Sportsmen Since 1968

Groups again sue to re-list Northern Rockies wolves

“We’re back in court to save the wolves and we’ll win again,” said Collette Adkins, carnivore conservation program director at the CBD, in a press release. (Stock photo)

Washington — The Center for Biological Diversity, along with other animal-rights groups, including the Humane Society of the United States and the Sierra Club, is “once again filing a lawsuit to derail scientific wildlife management of wolves,” the Sportsmen’s Alliance reported in an April 8 press release. The groups sued the U.S. Fish and Wildlife Service for the USFWS’s denial of CBD’s petition to relist gray wolves in the Northern Rocky Mountains of the western United States under the Endangered Species Act.

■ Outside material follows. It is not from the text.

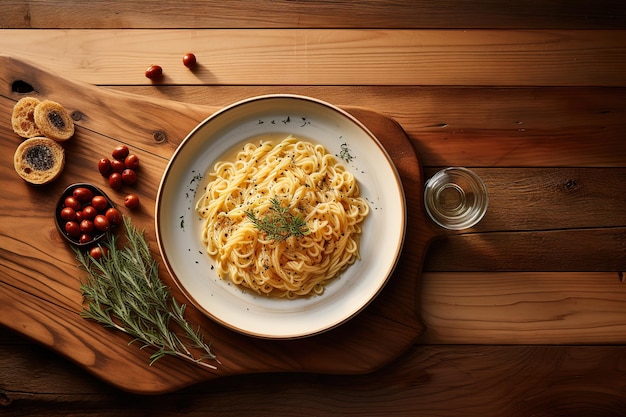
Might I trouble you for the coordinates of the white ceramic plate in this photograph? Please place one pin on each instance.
(178, 226)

“We’re back in court to save the wolves and we’ll win again,” said Collette Adkins, carnivore conservation program director at the CBD, in a press release.

The petition filed in 2021 by the CBD, HSUS, Humane Society Legislative Fund, and Sierra Club sought to restore federal protections to gray wolves in the northern Rockies. The USFWS denied the petition in February, the CBD release states.

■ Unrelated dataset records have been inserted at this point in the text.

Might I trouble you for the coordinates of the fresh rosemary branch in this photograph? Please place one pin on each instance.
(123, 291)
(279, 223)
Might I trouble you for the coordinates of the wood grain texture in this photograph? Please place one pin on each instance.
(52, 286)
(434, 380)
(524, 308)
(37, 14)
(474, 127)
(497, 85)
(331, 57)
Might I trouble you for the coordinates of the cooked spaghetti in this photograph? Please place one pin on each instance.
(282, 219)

MORE WOLF COVERAGE FROM OUTDOOR NEWS:

An inside look at Michigan’s wolf controversy: Part 2

A question-and-answer look at the ongoing Michigan gray wolf debate

Outdoor Observations: Many questions surrounding wolf shot in southern Michigan

According to the Sportsmen’s Alliance, the USFWS concluded in February that gray wolves in the northern Rockies are not a distinct population segment that could be listed under the ESA and that wolves in the broader western United States, while qualifying as a distinct population, do not warrant listing under the ESA. The USFWS supported the decision by noting that “now and into the foreseeable future, wolves are likely to retain a healthy level of abundance” throughout the western United States.

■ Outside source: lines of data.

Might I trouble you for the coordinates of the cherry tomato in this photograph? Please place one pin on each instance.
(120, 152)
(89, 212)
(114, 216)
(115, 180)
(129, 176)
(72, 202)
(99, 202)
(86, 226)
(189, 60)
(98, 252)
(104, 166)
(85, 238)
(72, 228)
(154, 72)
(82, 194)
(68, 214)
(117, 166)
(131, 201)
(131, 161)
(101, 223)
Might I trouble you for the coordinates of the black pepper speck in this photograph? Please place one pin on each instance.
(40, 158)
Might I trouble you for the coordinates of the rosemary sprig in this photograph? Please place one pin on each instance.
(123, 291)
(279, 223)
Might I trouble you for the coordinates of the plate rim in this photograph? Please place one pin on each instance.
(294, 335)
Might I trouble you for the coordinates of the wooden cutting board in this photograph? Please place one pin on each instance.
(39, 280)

“(The Sportsmen’s Alliance) also supports the delisting of gray wolves elsewhere. Specifically, we filed our own petitions with the USFWS last summer, requesting the service recognize and delist a Western Great Lakes Distinct Population,” its release says.

Wolves in Idaho, Montana, eastern Washington, eastern Oregon, and northern Utah lost federal protections through a congressional legislative rider in 2011. Wolves in Wyoming also lost federal protection in 2012.